By the age of 17 she started her professional acting career with the Mexican Telenovela Mirada de mujer as Andrea, which was a complete success in Mexican television.

Later she studied acting in Centro de formacion Actoral with Héctor Mendoza y Raul Quintanilla.

She also have two MBA degrees (Visual Arts and other in Filmmaking) both from French Universities.

== Acting ==
She got her first approach to films, when she was proposed to be Angelina Jolie's camera double at Original Sin.

In 2000 she travels to Europe and establish in France to finish her degree in Arts, in the almost 4 years she spent in Europe she got the opportunity to work in some Independent Films such as Girl with a Pearl Earring with Scarlett Johansson.

At her return to Mexico she worked in some Mexican television programs like La vida es una Cancion, Heredera, Tormenta en el paraíso and El Pantera.

She also worked in nine short films, some of theme participated in renamed international film festivals around the world.
She won an Award as Best Actress for the short film 1956 in the Proyeccion Corta Film Festival in 2010.

In 2007 she got the opportunity to make her first role in the blockbuster Mexican film Tear This Heart Out as Mercedes, working with the renowned Mexican actor Daniel Giménez Cacho and Ana Claudia Talancón with whom she worked again recently at the Mexican TV series Terminales as Vanessa.

In 2008 she obtained her first starring role in the independent film Written in Blood as Nina, where she co-starred with Carlos Ortega and the Uruguayan actress Cecilia Cósero.

She is support actress in the feature film Return, produced and directed by Mexican film director Alejandro González Padilla, where she shares credits along the renowned actor Jaime Camil, Blanca Soto, Daniela Schmidt, Victor Huggo Martin and the Spanish actor Javier Tolosa, this film contested in the 2010 Edition of the New York International Latino Film Festival and earned the Award of the Best Entertaining Picture at the Monaco Charity Film Festival in its 2010 edition.

She moved to France and started acting in two short films and the feature film Bacchanalia a British production filmed in southern France.

== Filmmaking ==

From 2009 to 2011 she produced and co-produced, three short films with her company Fuffá Films Producciones.

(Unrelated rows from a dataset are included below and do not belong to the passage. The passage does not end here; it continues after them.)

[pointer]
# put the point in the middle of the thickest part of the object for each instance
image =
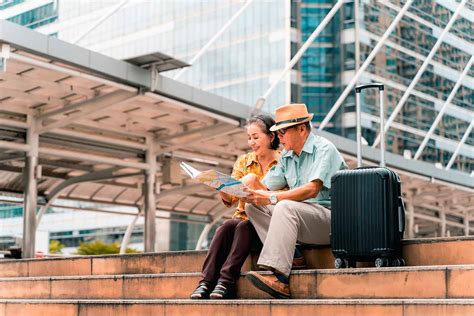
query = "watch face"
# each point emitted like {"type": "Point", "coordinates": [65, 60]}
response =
{"type": "Point", "coordinates": [273, 199]}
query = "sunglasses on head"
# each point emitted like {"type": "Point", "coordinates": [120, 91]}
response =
{"type": "Point", "coordinates": [282, 131]}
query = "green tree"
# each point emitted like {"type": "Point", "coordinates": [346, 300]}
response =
{"type": "Point", "coordinates": [98, 247]}
{"type": "Point", "coordinates": [55, 246]}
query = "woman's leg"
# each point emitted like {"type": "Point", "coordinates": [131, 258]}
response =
{"type": "Point", "coordinates": [219, 250]}
{"type": "Point", "coordinates": [244, 236]}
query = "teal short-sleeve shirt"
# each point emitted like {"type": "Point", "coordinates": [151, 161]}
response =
{"type": "Point", "coordinates": [319, 159]}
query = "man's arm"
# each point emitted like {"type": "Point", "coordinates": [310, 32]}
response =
{"type": "Point", "coordinates": [302, 193]}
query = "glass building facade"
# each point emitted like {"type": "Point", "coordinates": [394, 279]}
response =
{"type": "Point", "coordinates": [243, 62]}
{"type": "Point", "coordinates": [249, 55]}
{"type": "Point", "coordinates": [239, 65]}
{"type": "Point", "coordinates": [30, 14]}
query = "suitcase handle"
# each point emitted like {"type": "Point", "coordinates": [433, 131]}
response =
{"type": "Point", "coordinates": [401, 215]}
{"type": "Point", "coordinates": [358, 90]}
{"type": "Point", "coordinates": [368, 86]}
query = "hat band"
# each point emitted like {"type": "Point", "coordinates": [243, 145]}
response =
{"type": "Point", "coordinates": [301, 119]}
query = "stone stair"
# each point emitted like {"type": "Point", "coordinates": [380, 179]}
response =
{"type": "Point", "coordinates": [438, 280]}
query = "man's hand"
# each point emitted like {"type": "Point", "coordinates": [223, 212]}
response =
{"type": "Point", "coordinates": [257, 197]}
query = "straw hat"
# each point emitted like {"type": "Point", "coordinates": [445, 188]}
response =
{"type": "Point", "coordinates": [289, 115]}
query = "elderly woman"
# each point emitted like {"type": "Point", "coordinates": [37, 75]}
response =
{"type": "Point", "coordinates": [233, 239]}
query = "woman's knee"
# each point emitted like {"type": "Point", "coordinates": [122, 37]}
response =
{"type": "Point", "coordinates": [227, 226]}
{"type": "Point", "coordinates": [243, 226]}
{"type": "Point", "coordinates": [285, 207]}
{"type": "Point", "coordinates": [250, 180]}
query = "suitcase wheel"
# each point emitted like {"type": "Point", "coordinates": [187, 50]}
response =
{"type": "Point", "coordinates": [398, 262]}
{"type": "Point", "coordinates": [339, 263]}
{"type": "Point", "coordinates": [382, 262]}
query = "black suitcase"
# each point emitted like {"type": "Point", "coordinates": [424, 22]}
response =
{"type": "Point", "coordinates": [368, 214]}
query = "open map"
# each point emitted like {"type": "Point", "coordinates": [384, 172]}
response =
{"type": "Point", "coordinates": [216, 180]}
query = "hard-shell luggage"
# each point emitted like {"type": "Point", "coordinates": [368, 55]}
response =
{"type": "Point", "coordinates": [368, 214]}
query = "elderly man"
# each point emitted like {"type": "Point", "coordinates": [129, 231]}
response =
{"type": "Point", "coordinates": [300, 214]}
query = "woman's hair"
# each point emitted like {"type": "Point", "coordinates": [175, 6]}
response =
{"type": "Point", "coordinates": [265, 122]}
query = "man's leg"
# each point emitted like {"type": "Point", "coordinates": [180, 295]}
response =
{"type": "Point", "coordinates": [260, 217]}
{"type": "Point", "coordinates": [291, 222]}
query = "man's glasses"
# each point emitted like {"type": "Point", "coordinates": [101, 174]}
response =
{"type": "Point", "coordinates": [282, 131]}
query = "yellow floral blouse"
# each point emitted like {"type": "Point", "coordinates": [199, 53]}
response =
{"type": "Point", "coordinates": [244, 165]}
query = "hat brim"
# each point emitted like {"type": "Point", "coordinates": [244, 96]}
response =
{"type": "Point", "coordinates": [275, 127]}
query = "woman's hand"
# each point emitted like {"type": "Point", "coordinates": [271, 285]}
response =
{"type": "Point", "coordinates": [227, 198]}
{"type": "Point", "coordinates": [257, 197]}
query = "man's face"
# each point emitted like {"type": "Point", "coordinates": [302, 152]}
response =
{"type": "Point", "coordinates": [289, 136]}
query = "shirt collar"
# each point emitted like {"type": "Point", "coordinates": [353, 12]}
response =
{"type": "Point", "coordinates": [309, 143]}
{"type": "Point", "coordinates": [252, 158]}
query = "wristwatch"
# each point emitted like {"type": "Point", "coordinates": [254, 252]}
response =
{"type": "Point", "coordinates": [273, 199]}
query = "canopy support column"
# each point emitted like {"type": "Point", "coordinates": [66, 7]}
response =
{"type": "Point", "coordinates": [31, 193]}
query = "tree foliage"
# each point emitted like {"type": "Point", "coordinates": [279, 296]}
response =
{"type": "Point", "coordinates": [98, 247]}
{"type": "Point", "coordinates": [55, 246]}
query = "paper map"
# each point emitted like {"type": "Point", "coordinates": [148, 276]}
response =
{"type": "Point", "coordinates": [216, 180]}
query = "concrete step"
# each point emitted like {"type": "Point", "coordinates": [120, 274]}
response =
{"type": "Point", "coordinates": [363, 283]}
{"type": "Point", "coordinates": [410, 307]}
{"type": "Point", "coordinates": [417, 252]}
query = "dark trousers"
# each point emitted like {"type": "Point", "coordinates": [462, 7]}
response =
{"type": "Point", "coordinates": [228, 250]}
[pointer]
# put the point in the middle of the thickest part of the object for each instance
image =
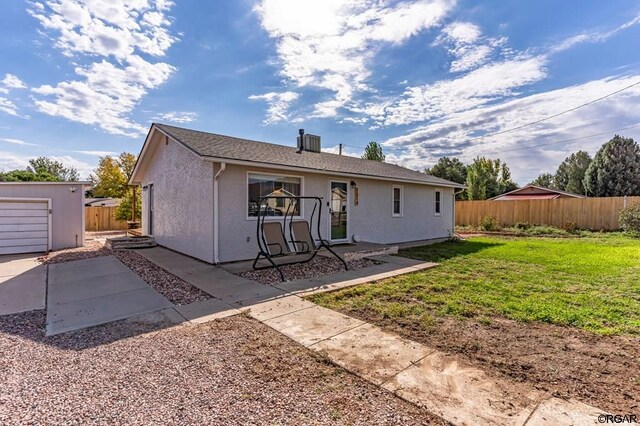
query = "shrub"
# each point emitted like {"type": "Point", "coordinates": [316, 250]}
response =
{"type": "Point", "coordinates": [630, 218]}
{"type": "Point", "coordinates": [489, 223]}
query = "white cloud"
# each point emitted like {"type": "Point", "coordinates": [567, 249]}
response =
{"type": "Point", "coordinates": [278, 105]}
{"type": "Point", "coordinates": [10, 81]}
{"type": "Point", "coordinates": [458, 134]}
{"type": "Point", "coordinates": [17, 142]}
{"type": "Point", "coordinates": [177, 117]}
{"type": "Point", "coordinates": [328, 44]}
{"type": "Point", "coordinates": [97, 153]}
{"type": "Point", "coordinates": [107, 90]}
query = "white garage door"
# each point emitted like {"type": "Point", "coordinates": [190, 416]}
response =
{"type": "Point", "coordinates": [24, 226]}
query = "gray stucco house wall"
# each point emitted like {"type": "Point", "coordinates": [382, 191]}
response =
{"type": "Point", "coordinates": [184, 202]}
{"type": "Point", "coordinates": [66, 200]}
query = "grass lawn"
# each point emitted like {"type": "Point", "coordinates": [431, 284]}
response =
{"type": "Point", "coordinates": [592, 283]}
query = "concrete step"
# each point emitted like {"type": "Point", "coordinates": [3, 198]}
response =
{"type": "Point", "coordinates": [126, 243]}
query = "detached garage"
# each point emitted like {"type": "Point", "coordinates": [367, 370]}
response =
{"type": "Point", "coordinates": [41, 216]}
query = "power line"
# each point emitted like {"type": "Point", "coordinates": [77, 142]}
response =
{"type": "Point", "coordinates": [564, 141]}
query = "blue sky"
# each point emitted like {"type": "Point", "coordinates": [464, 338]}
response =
{"type": "Point", "coordinates": [85, 78]}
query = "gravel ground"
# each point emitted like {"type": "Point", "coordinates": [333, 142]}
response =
{"type": "Point", "coordinates": [173, 288]}
{"type": "Point", "coordinates": [319, 266]}
{"type": "Point", "coordinates": [234, 371]}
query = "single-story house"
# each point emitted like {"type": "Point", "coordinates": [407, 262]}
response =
{"type": "Point", "coordinates": [41, 216]}
{"type": "Point", "coordinates": [535, 192]}
{"type": "Point", "coordinates": [200, 193]}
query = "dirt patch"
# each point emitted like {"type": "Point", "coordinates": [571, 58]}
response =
{"type": "Point", "coordinates": [601, 371]}
{"type": "Point", "coordinates": [234, 371]}
{"type": "Point", "coordinates": [317, 267]}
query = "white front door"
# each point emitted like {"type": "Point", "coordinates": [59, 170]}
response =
{"type": "Point", "coordinates": [338, 211]}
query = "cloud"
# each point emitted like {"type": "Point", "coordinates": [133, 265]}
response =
{"type": "Point", "coordinates": [278, 105]}
{"type": "Point", "coordinates": [328, 44]}
{"type": "Point", "coordinates": [108, 89]}
{"type": "Point", "coordinates": [97, 153]}
{"type": "Point", "coordinates": [460, 134]}
{"type": "Point", "coordinates": [17, 142]}
{"type": "Point", "coordinates": [177, 117]}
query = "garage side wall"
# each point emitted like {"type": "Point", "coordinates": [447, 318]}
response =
{"type": "Point", "coordinates": [183, 199]}
{"type": "Point", "coordinates": [67, 218]}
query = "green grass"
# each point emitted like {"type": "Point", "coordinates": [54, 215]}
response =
{"type": "Point", "coordinates": [592, 283]}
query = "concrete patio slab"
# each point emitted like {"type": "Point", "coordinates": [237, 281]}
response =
{"type": "Point", "coordinates": [312, 325]}
{"type": "Point", "coordinates": [372, 353]}
{"type": "Point", "coordinates": [462, 394]}
{"type": "Point", "coordinates": [556, 411]}
{"type": "Point", "coordinates": [206, 310]}
{"type": "Point", "coordinates": [25, 290]}
{"type": "Point", "coordinates": [277, 308]}
{"type": "Point", "coordinates": [99, 298]}
{"type": "Point", "coordinates": [102, 285]}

In self defence based on a story by Guillermo Arriaga, All 4 Nothing starring Silverio Palacios, with 6 nominations from which 2 awards won in the Festival Pantalla de Cristal and her latest co-production in the short " Tell me about meat", directed by Dolores Otero and starring Tenoch Huerta.

From 2014 and 2015 she Produce, write and direct 3 short films with her new Production house Magnificus Films.
The short film: Lettres à Steve, Go Vegan, Dehors y La petite porte rouge.

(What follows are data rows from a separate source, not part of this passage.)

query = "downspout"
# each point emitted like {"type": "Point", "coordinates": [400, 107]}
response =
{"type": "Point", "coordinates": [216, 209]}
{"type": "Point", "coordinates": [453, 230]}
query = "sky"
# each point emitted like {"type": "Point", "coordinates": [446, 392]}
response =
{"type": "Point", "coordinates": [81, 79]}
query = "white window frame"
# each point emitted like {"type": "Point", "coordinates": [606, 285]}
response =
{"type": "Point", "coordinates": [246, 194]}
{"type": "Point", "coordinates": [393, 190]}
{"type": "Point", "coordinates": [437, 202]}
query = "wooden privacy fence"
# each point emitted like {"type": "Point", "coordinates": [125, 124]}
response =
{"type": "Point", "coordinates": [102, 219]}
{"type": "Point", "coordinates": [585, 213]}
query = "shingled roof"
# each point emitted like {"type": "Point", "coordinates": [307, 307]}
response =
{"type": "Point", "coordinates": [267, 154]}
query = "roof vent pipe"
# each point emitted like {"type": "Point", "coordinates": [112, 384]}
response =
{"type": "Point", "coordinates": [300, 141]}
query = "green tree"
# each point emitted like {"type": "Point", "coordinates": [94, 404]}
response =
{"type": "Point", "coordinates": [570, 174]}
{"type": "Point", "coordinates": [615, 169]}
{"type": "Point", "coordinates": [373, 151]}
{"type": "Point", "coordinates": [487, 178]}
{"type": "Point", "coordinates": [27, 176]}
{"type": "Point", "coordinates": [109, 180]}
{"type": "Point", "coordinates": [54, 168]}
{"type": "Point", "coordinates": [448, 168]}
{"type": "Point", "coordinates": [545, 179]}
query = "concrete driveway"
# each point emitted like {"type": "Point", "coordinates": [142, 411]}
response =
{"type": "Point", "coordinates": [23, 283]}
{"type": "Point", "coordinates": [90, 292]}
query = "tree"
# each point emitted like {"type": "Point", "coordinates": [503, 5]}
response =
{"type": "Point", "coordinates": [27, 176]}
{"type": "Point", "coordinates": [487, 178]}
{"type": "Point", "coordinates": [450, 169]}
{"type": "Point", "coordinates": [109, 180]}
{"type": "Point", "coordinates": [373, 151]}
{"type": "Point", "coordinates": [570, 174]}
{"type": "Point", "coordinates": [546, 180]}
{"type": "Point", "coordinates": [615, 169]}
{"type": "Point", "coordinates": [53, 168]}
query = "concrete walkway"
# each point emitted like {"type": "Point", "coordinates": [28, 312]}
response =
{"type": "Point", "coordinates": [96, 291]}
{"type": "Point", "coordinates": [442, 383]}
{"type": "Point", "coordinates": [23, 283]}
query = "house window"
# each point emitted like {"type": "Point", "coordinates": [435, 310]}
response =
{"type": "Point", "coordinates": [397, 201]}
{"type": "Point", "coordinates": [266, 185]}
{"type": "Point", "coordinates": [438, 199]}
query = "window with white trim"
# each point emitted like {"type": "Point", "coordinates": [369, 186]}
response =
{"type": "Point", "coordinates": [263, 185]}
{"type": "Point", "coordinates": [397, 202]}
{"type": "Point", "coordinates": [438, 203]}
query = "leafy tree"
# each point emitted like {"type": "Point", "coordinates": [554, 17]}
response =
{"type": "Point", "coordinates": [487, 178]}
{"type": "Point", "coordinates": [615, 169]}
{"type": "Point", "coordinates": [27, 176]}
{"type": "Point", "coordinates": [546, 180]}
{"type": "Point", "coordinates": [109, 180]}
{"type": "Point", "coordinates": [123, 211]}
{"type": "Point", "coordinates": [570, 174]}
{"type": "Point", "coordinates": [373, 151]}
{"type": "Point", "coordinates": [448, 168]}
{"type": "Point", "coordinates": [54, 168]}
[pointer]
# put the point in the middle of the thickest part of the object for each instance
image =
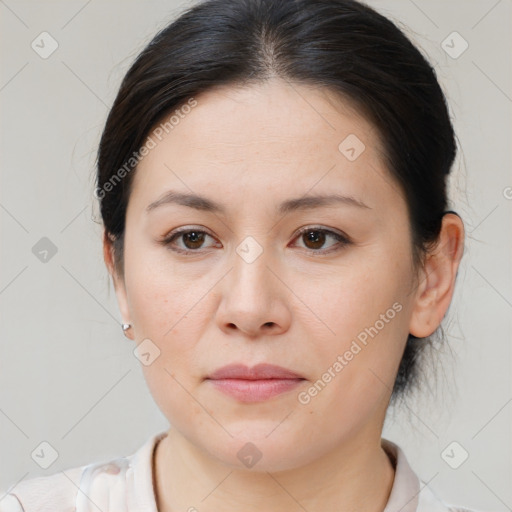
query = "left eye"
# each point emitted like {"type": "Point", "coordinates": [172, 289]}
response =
{"type": "Point", "coordinates": [314, 238]}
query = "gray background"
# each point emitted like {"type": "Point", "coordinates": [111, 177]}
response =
{"type": "Point", "coordinates": [67, 374]}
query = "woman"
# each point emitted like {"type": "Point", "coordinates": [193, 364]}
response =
{"type": "Point", "coordinates": [272, 181]}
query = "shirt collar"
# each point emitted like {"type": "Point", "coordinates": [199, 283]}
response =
{"type": "Point", "coordinates": [403, 497]}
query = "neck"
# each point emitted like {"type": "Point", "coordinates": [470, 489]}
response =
{"type": "Point", "coordinates": [356, 476]}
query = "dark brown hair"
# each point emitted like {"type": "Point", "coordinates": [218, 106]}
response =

She recently finishing the post-production of her first feature film The strange anatomy of dreams, soon in the film festival circuits. The thirteenth seed is announced to be in development.

== Innovative entrepreneurship ==
Among her interests, besides her acting career and Film-making Mariana Peñalva it’s also involved in science and innovation.

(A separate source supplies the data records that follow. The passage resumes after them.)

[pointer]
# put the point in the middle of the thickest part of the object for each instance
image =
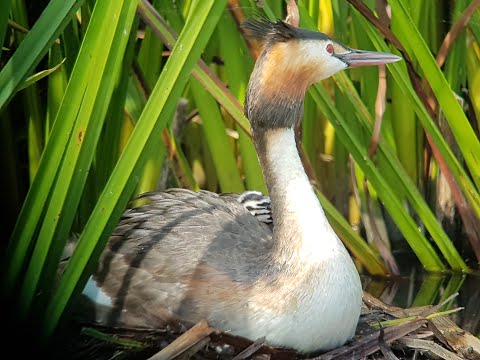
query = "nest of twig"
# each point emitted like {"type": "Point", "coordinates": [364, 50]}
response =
{"type": "Point", "coordinates": [384, 331]}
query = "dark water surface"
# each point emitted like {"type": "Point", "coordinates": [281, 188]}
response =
{"type": "Point", "coordinates": [419, 288]}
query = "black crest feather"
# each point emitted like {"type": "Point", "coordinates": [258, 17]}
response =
{"type": "Point", "coordinates": [264, 29]}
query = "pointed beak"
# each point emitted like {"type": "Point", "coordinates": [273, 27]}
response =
{"type": "Point", "coordinates": [355, 58]}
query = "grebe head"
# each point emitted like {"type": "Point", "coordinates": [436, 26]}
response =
{"type": "Point", "coordinates": [292, 59]}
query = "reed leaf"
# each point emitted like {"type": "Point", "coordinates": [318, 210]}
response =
{"type": "Point", "coordinates": [459, 124]}
{"type": "Point", "coordinates": [158, 109]}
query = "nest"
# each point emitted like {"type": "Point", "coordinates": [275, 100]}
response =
{"type": "Point", "coordinates": [383, 332]}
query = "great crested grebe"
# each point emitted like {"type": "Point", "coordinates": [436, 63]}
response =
{"type": "Point", "coordinates": [199, 255]}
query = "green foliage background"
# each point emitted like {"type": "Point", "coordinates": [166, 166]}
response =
{"type": "Point", "coordinates": [102, 100]}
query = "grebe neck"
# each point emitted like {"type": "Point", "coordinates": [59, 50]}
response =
{"type": "Point", "coordinates": [302, 233]}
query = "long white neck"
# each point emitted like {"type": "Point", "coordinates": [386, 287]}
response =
{"type": "Point", "coordinates": [302, 232]}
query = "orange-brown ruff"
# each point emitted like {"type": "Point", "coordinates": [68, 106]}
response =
{"type": "Point", "coordinates": [194, 256]}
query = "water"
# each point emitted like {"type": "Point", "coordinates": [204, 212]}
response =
{"type": "Point", "coordinates": [419, 288]}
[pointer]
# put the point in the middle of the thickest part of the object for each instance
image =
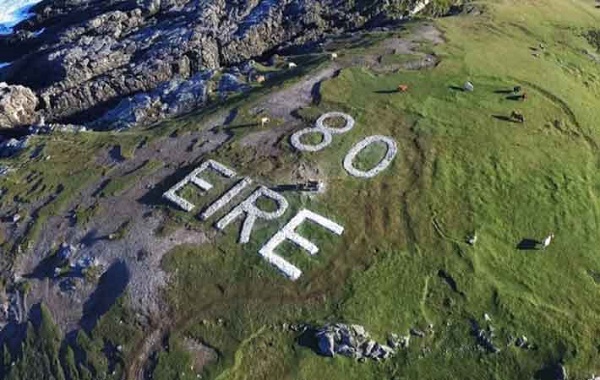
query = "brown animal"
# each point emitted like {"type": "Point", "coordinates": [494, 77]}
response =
{"type": "Point", "coordinates": [264, 121]}
{"type": "Point", "coordinates": [517, 116]}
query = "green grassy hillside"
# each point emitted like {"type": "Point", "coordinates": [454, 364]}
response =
{"type": "Point", "coordinates": [403, 261]}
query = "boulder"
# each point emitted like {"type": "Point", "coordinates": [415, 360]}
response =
{"type": "Point", "coordinates": [10, 147]}
{"type": "Point", "coordinates": [350, 341]}
{"type": "Point", "coordinates": [17, 106]}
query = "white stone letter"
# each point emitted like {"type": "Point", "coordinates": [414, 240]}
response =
{"type": "Point", "coordinates": [186, 205]}
{"type": "Point", "coordinates": [225, 198]}
{"type": "Point", "coordinates": [288, 232]}
{"type": "Point", "coordinates": [324, 130]}
{"type": "Point", "coordinates": [252, 212]}
{"type": "Point", "coordinates": [392, 150]}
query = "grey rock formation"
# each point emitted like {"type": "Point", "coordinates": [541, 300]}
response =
{"type": "Point", "coordinates": [17, 106]}
{"type": "Point", "coordinates": [93, 54]}
{"type": "Point", "coordinates": [351, 341]}
{"type": "Point", "coordinates": [10, 147]}
{"type": "Point", "coordinates": [169, 99]}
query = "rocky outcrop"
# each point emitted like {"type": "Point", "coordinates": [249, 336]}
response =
{"type": "Point", "coordinates": [17, 106]}
{"type": "Point", "coordinates": [84, 58]}
{"type": "Point", "coordinates": [10, 147]}
{"type": "Point", "coordinates": [168, 100]}
{"type": "Point", "coordinates": [351, 341]}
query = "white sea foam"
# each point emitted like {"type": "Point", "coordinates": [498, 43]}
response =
{"type": "Point", "coordinates": [13, 12]}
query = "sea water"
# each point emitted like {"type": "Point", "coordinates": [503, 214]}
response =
{"type": "Point", "coordinates": [13, 12]}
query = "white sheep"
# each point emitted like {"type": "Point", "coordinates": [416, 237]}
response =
{"type": "Point", "coordinates": [546, 242]}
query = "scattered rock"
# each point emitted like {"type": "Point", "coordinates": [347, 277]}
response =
{"type": "Point", "coordinates": [11, 147]}
{"type": "Point", "coordinates": [171, 99]}
{"type": "Point", "coordinates": [4, 170]}
{"type": "Point", "coordinates": [485, 337]}
{"type": "Point", "coordinates": [351, 341]}
{"type": "Point", "coordinates": [95, 54]}
{"type": "Point", "coordinates": [17, 106]}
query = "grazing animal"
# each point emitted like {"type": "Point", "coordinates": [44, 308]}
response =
{"type": "Point", "coordinates": [264, 121]}
{"type": "Point", "coordinates": [472, 239]}
{"type": "Point", "coordinates": [517, 116]}
{"type": "Point", "coordinates": [546, 242]}
{"type": "Point", "coordinates": [402, 88]}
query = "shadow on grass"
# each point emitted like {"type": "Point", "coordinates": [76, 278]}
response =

In November 2016 she was invited to give a TEDx Conference to talk about her new Start-up FUNGUS SAPIENS which has noting to do with cinema, but rather Disruptive innovation. Inspired by Biomimicry, Circular economy and The Blue Economy, she developed an agro-biotechnological ecosystem to produce mushrooms and biomaterials made of mushroom mycelium with the aim to fight poverty and pollution.

==Filmography==
- Baccanalia (2013) .... Randy
- Regresa (2010) .... Isabel
- Written in Blood (2009) .... Nina
- Arrancame la vida (2008) .... Mercedes
- Girl with a Pearl Earring (2002) .... Girl at the church
- Original Sin (2000) .... Angelina Jolie double

==Television==
- Bienes Raíces (2010) TV Series .... School Director
- Terminales (2008) TV Series .... Vanessa
- El Pantera (2008) TV Series .... Restaurant Manager
- Tormenta en el paraíso (2008) Telenovela ....Joven Micaela
- La vida es una cancion (2004) TV series .... Veronica, Julieta, Angeles, etc.